TODAY is the start of the month dedicated to Mars, god of war and fertility. In Rome 24 young patrician men would be chosen to act as "Salii" dancers.
We wonder if Antinous was allowed to be one of the Salii. But at any rate, he would have watched in awe as this ancient Roman spectacle unfolded before his eyes on the first day of March.
The Salii were the "leaping priests" of Mars in Ancient Rome introduced by King Numa Pompilius: twelve pairs of patrician youths, dressed in outfits worn by archaic warriors.
They wore an embroidered tunic, a breastplate, a red cloak (paludamentum), a sword, and a spiked headdress called an apex.
They carried the 12 bronze ancilia (shields).
These shields resembled a figure-of-eight, like Mycenaean shields.

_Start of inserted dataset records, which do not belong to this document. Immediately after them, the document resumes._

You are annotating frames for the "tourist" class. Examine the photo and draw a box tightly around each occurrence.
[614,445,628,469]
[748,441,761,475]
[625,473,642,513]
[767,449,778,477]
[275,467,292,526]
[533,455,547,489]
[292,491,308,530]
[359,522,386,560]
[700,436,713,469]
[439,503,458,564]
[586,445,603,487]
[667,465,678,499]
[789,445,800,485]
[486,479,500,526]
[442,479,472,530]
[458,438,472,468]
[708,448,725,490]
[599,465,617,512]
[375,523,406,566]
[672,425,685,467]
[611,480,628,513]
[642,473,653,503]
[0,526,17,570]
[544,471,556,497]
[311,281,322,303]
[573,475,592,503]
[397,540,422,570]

One of the shields was said to have fallen from heaven in the reign of King Numa, and eleven copies were made to protect the identity of the sacred shield, on the advice of the nymph Egeria, 'consort' of Numa, who prophesied that wherever that shield was preserved the people would be the dominant people of the earth.
On March 1 they would lead a procession through the city, singing, dancing and leaping high in the air as they clashed their swords or spears against their shields.
At night the Salii would congregate in the temple and feast in honour of Mars. Emperor Claudius is said to have left his own banquet and gone to join them as their food and wine was better than his own.